OE 3 La question de l’Homme dans les genres de l’argumentation
Séquence 2 (utopies, dystopies et uchronies)
Texte 2 – George Orwell, « Appendice sur le novlangue », 1984
Orwell est un homme de gauche qui s’est inquiété face à l’évolution des sociétés sous la domination de l’URSS
pendant la guerre froide (voir la vidéo « Alchimie d’un roman » sur 1984 pour la présentation de l’œuvre).
Problématique : comment l’auteur s’y prend pour dénoncer la société contemporaine ?
I. Un texte explicatif en argumentation indirecte
a. Un exposé qui suit un plan ordonné (détailler les sous-parties successives, leur thème et leur(s)
argument(s))
b. L’auteur démontre le lien entre l’appauvrissement du vocabulaire et de la pensée critique (donner
des citations). Nommer les choses, c’est pouvoir les concevoir. Avec peu de vocabulaire, le
champ de la réflexion se retreint. En modifiant les connotations attachées à un mot, on peut
manipuler la pensée (Miniver, komintern, etc.)
c. L’auteur démontre le lien entre l’appauvrissement de la grammaire et de la pensée complexe
(donner des citations). Avec une grammaire simplifiée, les distinctions fines deviennent
impossibles et les nuances disparaissent.
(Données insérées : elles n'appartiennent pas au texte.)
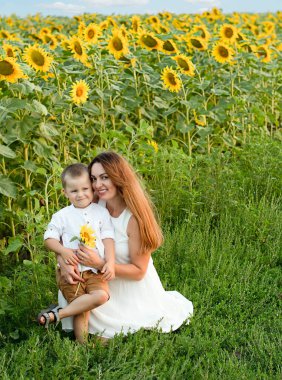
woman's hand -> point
(90, 257)
(69, 272)
(69, 256)
(108, 271)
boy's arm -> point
(108, 269)
(67, 254)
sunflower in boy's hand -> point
(86, 236)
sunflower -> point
(87, 236)
(118, 45)
(135, 24)
(222, 53)
(202, 31)
(171, 79)
(263, 53)
(79, 92)
(268, 26)
(37, 58)
(166, 15)
(185, 65)
(76, 45)
(153, 20)
(228, 33)
(169, 47)
(200, 119)
(10, 70)
(197, 43)
(5, 34)
(92, 33)
(81, 28)
(49, 39)
(104, 25)
(10, 50)
(163, 29)
(127, 62)
(153, 144)
(64, 42)
(149, 41)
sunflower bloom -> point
(81, 28)
(154, 145)
(37, 58)
(87, 236)
(135, 24)
(50, 40)
(77, 47)
(79, 92)
(185, 65)
(149, 41)
(222, 53)
(5, 34)
(263, 53)
(10, 70)
(171, 79)
(228, 33)
(200, 119)
(202, 30)
(9, 50)
(169, 47)
(197, 43)
(118, 45)
(92, 33)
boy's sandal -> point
(54, 309)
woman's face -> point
(101, 183)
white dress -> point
(135, 304)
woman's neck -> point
(116, 207)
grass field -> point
(222, 251)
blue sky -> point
(107, 7)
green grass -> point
(224, 255)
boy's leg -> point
(80, 326)
(84, 303)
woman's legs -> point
(80, 305)
(84, 303)
(80, 326)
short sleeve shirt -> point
(67, 222)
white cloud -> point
(116, 3)
(67, 8)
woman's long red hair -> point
(136, 199)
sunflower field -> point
(194, 103)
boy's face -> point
(79, 190)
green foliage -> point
(222, 250)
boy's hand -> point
(70, 257)
(108, 271)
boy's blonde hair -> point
(73, 170)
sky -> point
(70, 8)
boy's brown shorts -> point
(93, 281)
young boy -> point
(60, 236)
d. Le dernier paragraphe est la conséquence que l’auteur tire des paragraphes précédents. En
traduisant les grands textes de la littérature en novlangue, on les dénature complètement. La
littérature est, par essence, la langue qui exprime une pensée nuancée et complexe. Si la
novlangue domine, il n’y aura plus de littérature et le patrimoine du passé ne sera plus transmis
aux générations futures.
II. Un texte inséré dans une argumentation indirecte
a. L’Angsoc : parti unique qui règne sur la société dystopique décrite dans le roman. Il s’inspire
largement du pouvoir centralisé de l’URSS. Il s’inspire aussi du parti unique nazi durant le IIIe
Reich. L’analyse du novlangue décrit en grande partie la façon dont le langage était utilisé par
la propagande officielle par ces deux Etats totalitaires (voir les références dans notre texte).
b. Ce roman n’est pas qu’une dystopie qui s’appuie sur le passé. Elle est destinée à nous mettre en
garde contre l’avenir. Il s’agit de réfléchir aux utilisations idéologiques du langage. Connaissez-
vous des utilisations similaires du vocabulaire aujourd’hui ? Donnez vos propres exemples.
III. Un texte littéraire qui parle de littérature
a. Un texte qui critique une langue nouvelle dans une langue qui va disparaître. Le texte original
dont nous lisons la traduction a été écrit en anglais. Dans le roman, l’anglais est appelé
« ancilangue » (ancienne langue). C’est un paradoxe intéressant que le novlangue soit décrit en
ancilangue. Le texte que nous lisons serait donc formellement interdit dans la société de 1984 et
serait une cause d’emprisonnement et de torture pour son auteur comme pour le lecteur. Le texte
se présente donc comme un texte fondamentalement subversif.
b. C’est un texte qui annonce la fin de la littérature. Il comporte donc une dimension fortement
pessimiste. Etant donné la façon dont il est écrit, sa façon de remettre en question les utilisations
bonnes et mauvaises de la langue, ce texte apparaît comme le dernier texte littéraire au sein du
roman.
c. Mais, par un renversement de perspective, ce texte défend la littérature puisqu’il dénonce les
manipulations de la pensée par la manipulation du langage. En outre, c’est un texte qui figure à
l’intérieur d’un roman, c’est-à-dire à l’intérieur d’un texte littéraire. En apparence, ce texte
annonce la fin de la littérature, à un deuxième niveau de lecture, il prouve par son existence le
triomphe de la littérature sur toutes les tentatives pour étouffer la pensée critique. Il nous fait
réfléchir.
Conclusion : faire le bilan et ouverture possible : le « novlangue » est une expression qui a fait florès. On entend
des journalistes ou des hommes politiques l’utiliser encore de nos jours pour dénoncer les tentatives sournoises de
manipulations de la pensée critique.